3. Convert to data frame suitable for plotting ( => map.df).
4. Merge data from Sample.csv into map.df.
5. Draw the map.
Step 4 is the one that causes all the problems. First we have to associate zip codes with each polygon. Then we have to associate Probability_1 with each zip code. This is a three step process.
Each polygon in the Spatial data file has a unique ID, but these ID's are not the zip codes. The polygon ID's are stored as row names in map#data. The zip codes are stored in map#data, in column ZCTA5CE10. So first we must create a data frame that associates the map#data row names (id) with map#data$ZCTA5CE10 (ZIP). Then we merge your Sample.csv with the result using the ZIP field in both data frames. Then we merge the result of that into map.df. This can be done in 3 lines of code.

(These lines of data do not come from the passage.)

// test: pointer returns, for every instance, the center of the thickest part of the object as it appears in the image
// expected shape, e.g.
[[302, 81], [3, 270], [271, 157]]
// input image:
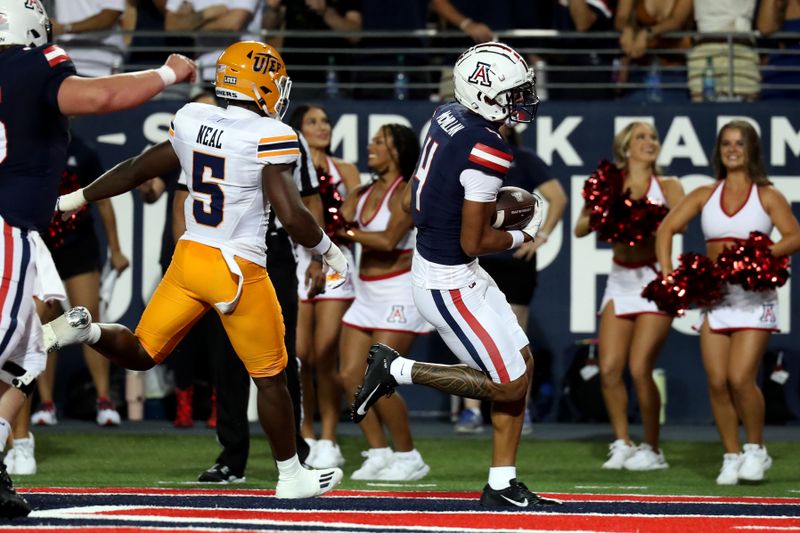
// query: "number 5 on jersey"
[[204, 168]]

Drawing the map involves telling ggplot what dataset to use (map.df), which columns to use for x and y (long and lat) and how to group the data by polygon (group=group). The columns long, lat, and group in map.df are all created by the call to fortify(...). The call to geom_polygon(...) tells ggplot to draw polygons and fill using the information in map.df$Probability_1. The call to geom_path(...) tells ggplot to create a layer with state boundaries. The call to scale_fill_gradientn(...) tells ggplot to use a color scheme based on the color brewer "Reds" palette. Finally, the call to coord_equal(...) tells ggplot to use the same scale for x and y so the map is not distorted.
NB: The state boundary layer, uses the US States TIGER file.

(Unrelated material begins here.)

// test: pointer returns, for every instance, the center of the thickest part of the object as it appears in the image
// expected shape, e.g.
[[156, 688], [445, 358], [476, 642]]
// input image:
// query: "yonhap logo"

I would advise the following.
Use readOGR from the rgdal package rather than readShapeSpatial.
Consider using ggplot2 for good-looking maps - many of the examples use this.
Refer to one of the existing examples of creating a choropleth such as this one to get an overview.
Start with a simple choropleth and gradually add your own data; don't try and get it all right at once.
If you need more help, create a reproducible example with a SMALL fake dataset and with links to the shapefiles in question. The idea is that you make it easy to help us help you rather than discourage us by not supplying code and data in your question.